Property Taxes.  The trustee is responsible for notifying the assessor’s office of the trustor’s passing in each county where the deceased trustor held real property.  The trustee must use the required forms and submit the forms within the required timeframe.  Failure to properly notify the assessor’s office may result in penalties or reassessment of the property.  Generally, the death of a real property owner triggers a “change of ownership” requiring the reassessment of the property for property tax purposes.  However, there are a number of exceptions, including, but not limited to, spousal transfers, parent-child transfers, grandparent-grandchild transfers, and co-owner/co-occupant transfers.  Qualifying for most of the exclusions from reassessment (including the transfer of real property from a parent to a child) requires the trustee to claim the exclusion by filing the proper forms with the assessor’s office.  Failure to do so within the required timeframe may result in the loss of the exclusion from reassessment.

In addition, the reassessment exclusions may be limited.  For example, a parent-child exclusion only extends to the transfer of a principal residence and up to $1million of assessed value for all other properties.  In addition, the parent-child exclusion does not apply to transfers of LLC or other entity interests holding real property.  A trustee should use caution to confirm all exclusion forms are filed before selling real property and/or making distributions from the trust. 

Estate Tax.  If the gross value of the deceased trustor’s estate exceeds the federal estate tax exemption ($11.58 million in 2020, adjusted for inflation)[1], the trustee will need to file a federal estate tax return within nine months (plus six month extension) of the deceased trustor’s date-of-death.  Note that the estimated estate tax payment is due within nine months of the deceased trustor’s date-of-death.

Accountings.  A trustee is required to account to the beneficiaries and provide information to the beneficiaries upon reasonable request.  A trust accounting is generally required to be in a specific statutory format.  An accounting may provide protection to the trustee by disclosing to the beneficiaries actions taken by the trustee.  Failure to provide the accounting may result in liability or removal as trustee.  Depending on the trust terms, the delivery of the trust accounting may start either a 180-day or 3-year time period in which a beneficiary may object to the accounting.  The trustee may also seek court approval of an accounting.  Beneficiaries also have the option to waive the requirement of an accounting. 

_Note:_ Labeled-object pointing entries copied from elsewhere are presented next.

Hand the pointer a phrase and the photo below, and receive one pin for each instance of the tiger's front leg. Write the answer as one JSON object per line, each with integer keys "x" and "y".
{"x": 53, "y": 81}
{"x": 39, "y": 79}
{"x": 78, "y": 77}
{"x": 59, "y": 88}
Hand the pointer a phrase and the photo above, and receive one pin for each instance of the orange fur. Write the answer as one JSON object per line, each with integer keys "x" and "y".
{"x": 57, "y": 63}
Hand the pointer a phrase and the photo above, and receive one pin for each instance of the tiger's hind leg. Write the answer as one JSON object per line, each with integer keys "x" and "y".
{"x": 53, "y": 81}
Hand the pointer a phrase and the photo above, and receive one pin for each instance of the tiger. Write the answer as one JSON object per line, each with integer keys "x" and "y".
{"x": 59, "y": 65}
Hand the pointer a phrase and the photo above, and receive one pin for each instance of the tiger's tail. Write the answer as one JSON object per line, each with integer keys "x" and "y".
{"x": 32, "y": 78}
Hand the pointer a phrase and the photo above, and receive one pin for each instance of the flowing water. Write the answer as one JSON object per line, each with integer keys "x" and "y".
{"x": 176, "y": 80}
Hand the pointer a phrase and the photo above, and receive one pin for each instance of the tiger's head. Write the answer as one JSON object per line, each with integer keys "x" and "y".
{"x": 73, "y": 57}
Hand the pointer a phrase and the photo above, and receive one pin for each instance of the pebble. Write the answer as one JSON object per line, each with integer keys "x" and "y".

Notice of Proposed Action/Court Instruction.  If the trustee intends to take certain actions, for example sell real property or renegotiate a lease, the trustee may consider sending a notice of proposed action to the beneficiaries or seek court instruction as to whether to take the action.  By sending the notice or seeking court instruction, the trustee may protect himself or herself from liability if a beneficiary later tries to object to the action taken by the trustee. 

Compensation.  A trustee is generally entitled to “reasonable compensation” for his or her services as trustee.  Be sure to read the trust to determine if the trust instrument specifically discusses trustee compensation. Trustee compensation is also considered income to the trustee.

Distributions.  After the trustee determines there are sufficient assets to cover debts, taxes, and expenses and the trust administration is generally complete, the trustee may seek to make preliminary and/or final distributions to the beneficiaries.  The distributions may be in cash or in-kind and/or pro rata or non-prorata (again – review the trust instrument for any specific instructions or limitations).  A trustee may also request the beneficiaries execute a receipt for any distributions received.

**This is just a general summary. Your unique circumstances and needs should also be addressed. Please feel free to give us a call if you have further questions/concerns.

***The information provided in this article is for informational purposes only and not for the purpose of providing legal advice. You should contact your attorney to obtain advice with respect to any particular issue or problem.***  


[1] The federal estate tax exemption is set to return to $5 million adjusted for inflation on January 1, 2026.